Writer’s Block
I haven’t written for a couple weeks. While I never planned for it, the break has been nice. Save the period when I was writing my PhD dissertation — I still can’t figure why it took me as long as it did— I have never had a problem with Writer’s Block fortunately. Naps help and “creative” drinks are handy but I don’t typically need those to write, which is a good thing. I write for fun, to escape from the daily grind, to take my mind off all the negativity published in the newspapers, and as an excuse from the monotony of thinking about the next breakthrough at work.
I just realized: It’s actually fun writing about writing.

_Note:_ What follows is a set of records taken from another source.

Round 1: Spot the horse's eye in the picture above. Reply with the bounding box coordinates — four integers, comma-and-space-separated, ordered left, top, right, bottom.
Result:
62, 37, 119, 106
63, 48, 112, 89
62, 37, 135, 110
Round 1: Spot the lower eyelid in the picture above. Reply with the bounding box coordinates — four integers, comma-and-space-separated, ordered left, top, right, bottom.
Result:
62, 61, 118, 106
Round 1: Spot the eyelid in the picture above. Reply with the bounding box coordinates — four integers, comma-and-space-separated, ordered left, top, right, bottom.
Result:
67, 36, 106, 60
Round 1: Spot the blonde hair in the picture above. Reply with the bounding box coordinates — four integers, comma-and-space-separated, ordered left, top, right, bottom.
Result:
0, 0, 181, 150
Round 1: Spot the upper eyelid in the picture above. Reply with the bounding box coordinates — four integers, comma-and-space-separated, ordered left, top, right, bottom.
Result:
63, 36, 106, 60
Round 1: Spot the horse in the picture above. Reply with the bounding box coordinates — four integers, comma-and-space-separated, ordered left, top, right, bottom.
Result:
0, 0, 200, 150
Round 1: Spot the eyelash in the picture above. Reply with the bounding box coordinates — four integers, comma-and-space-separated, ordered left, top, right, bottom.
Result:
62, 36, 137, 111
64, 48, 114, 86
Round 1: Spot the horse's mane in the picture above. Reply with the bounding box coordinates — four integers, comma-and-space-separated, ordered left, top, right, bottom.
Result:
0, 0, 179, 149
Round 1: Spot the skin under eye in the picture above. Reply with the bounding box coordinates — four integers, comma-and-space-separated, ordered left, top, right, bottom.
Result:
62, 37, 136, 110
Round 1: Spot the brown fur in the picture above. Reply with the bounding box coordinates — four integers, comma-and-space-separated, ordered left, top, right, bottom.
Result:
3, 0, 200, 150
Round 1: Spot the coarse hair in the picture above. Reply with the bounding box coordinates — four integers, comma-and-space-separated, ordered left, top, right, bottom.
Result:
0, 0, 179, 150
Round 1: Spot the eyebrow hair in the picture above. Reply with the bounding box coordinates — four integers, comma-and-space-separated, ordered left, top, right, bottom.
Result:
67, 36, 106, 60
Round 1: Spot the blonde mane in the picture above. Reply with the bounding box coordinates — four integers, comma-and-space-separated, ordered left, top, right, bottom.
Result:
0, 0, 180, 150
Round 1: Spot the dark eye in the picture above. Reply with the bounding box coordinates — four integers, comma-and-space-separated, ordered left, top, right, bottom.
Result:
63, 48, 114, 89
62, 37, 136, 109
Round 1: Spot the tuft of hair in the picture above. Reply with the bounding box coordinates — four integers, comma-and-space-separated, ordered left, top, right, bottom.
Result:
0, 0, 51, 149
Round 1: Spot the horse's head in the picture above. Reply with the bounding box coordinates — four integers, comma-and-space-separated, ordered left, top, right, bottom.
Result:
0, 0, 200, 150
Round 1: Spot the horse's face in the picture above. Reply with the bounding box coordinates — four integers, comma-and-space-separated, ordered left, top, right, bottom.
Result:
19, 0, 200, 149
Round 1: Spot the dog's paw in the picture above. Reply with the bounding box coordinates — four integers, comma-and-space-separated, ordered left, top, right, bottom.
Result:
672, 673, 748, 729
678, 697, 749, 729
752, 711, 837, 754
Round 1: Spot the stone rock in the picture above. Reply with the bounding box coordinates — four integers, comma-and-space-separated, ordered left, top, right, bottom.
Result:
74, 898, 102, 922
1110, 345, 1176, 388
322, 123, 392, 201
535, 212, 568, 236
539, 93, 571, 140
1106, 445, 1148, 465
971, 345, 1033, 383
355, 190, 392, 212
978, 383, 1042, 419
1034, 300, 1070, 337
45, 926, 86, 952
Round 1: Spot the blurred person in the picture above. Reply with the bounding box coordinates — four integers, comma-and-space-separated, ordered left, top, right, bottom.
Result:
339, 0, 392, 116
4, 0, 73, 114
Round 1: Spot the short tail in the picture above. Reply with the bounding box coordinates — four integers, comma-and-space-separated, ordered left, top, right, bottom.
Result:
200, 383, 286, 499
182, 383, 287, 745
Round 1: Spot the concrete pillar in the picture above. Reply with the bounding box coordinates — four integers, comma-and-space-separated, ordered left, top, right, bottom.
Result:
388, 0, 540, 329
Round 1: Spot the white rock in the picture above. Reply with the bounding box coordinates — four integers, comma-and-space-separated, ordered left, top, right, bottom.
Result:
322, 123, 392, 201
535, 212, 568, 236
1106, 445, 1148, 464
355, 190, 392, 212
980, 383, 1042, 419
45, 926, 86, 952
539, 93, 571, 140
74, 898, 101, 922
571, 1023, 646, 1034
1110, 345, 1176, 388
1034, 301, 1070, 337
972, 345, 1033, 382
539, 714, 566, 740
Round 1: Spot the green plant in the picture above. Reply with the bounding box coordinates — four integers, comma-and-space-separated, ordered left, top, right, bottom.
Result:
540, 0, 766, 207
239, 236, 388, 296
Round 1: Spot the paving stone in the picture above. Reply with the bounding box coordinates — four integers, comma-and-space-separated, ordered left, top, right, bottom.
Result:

I was writing during the break, just not in a genre suitable for Medium. I published a couple work-related technical articles and made a few exec presentations that I rather enjoyed for a change. I also did some reading. Bought myself Harari’s Homo Deus, read a bunch of Amar Chitra Kathas with my kids (and read Wikipedia to explain backstories of backstories of the characters that appear in those ACK stories) and somehow got into researching medieval Indian mathematicians, whose accomplishments between 400 CE and 1400 CE blew my mind. I learned that Bhāskaracharya’s work on calculus predates Newton and Leibniz by over half a millennium and that Brahmagupta’s works in geometry and astrophysics were surprisingly more advanced than those by European mathematicians centuries later. I also read the hypothesis that much of the work of Indian mathematicians was carried over to Europe via Persian mathematicians who themselves first translated Indian mathematics into Arabic. Per conspiracy theorists, European Renaissance effectively and essentially advertised age-old Indian mathematics as their own.
I started reading Kautilya’s Arthashastra, a treatise on statecraft, economic policy and military strategy. Kautliya (aka Chanakya) apparently wrote Arthashastra in 2nd century BCE; I could not help but marvel at the accuracy and relevance of the concepts in 2020. Take the following for example:
Avoid War
One can lose a war as easily as one can win.
War is inherently unpredictable.
War is also expensive. Avoid war.
Try Upaya (four strategies).
Then Sadgunya (six forms of non-war pressure).
Understand the opponent and seek to outwit him.
When everything fails, resort to military force.
— Arthashastra
Suffices to say, I have managed to keep my creative side going during the break. I almost forgot to add that with my allergies subsiding finally, I started playing Tennis again. Yayy! to July 4th, which incidentally marks the end of the allergy season for me. And am now back at writing.
I went back and looked at what I was writing before I took my mini-break. With COVID-19 lockdown on, I was cooking a lot and was taking a tonne of pictures of nature— I wrote about both. With a desire to expand my repertoire, I concocted a romantic fiction, which became a sleeper hit with my extended family. My kids complained one day that I only write stuff for adults, so I composed a kids story and wrote about their favorite toys —it’s another thing that they didn’t really like my take on their toys because my article focused more on the business of toys than on the toys themselves. Personally, I had the most fun writing (and reading later) the essays I wrote on AI systems and Deglobalization, maybe because they both represented a good cross between my work and personal life.
As I was flipping through my articles, I recognized a pattern in my writing style using visual deep-learning AI (all pun intended): Save for a couple outliers, all my articles drew heavily from my own personal life. Even this one does. Our kids, my wife or I figure in majority of my write-ups. It was not a conscious choice, definitely. I started wondering if all authors — pros and amateurs like me — do this. Most of the articles from my friends, colleagues or past acquaintances have this characteristic as well, which made me ponder if it is not just symbolic of the lives and times we live in, with our nuclear family setup and increasingly non-altruistic behaviors. My intent in stating this observation is not to condemn our conduct but rather to make the point that it is probably incredibly hard to create completely fictitious backgrounds, characters and story-lines, much like in movies. I unknowingly attempted, I’d like to think somewhat successfully, and penned a non-personal setting in a conversational piece where a couple septuagenarians spend a lazy afternoon chatting up random topics.
The above observation increased my respect for authors like J.R.R. Tolkein, J.K. Rowling, George Lucas and C.S. Lewis who created entire fantasy worlds, new languages, human and non-human characters before scripting reams of intertwined stories. Even the fiction writers like Stephen King, Frederick Forsyth, Robert Ludlum and Sidney Sheldon — authors I grew up on — are masters of fabricating a web of plots. The fiction genre, is by the very definition, story about “somebody else”, I get it. I did manage to write Aloo-Baingan — a full-blooded fiction — inside 4 hours but I unconsciously ended up burying a few personal anecdotes into the narrative. Ditto for the kid story Balloon-Baba, where the entire premise was based on my earliest memories of waiting for an old balloon seller when I was about 5 or 6. Do all authors — pros and amateurs like me — do this? Do they conceal their personal lives in their stories? But some of them are such prolific writers; how many lives have they lived? Maybe I am yet to fully understand the power of imagination.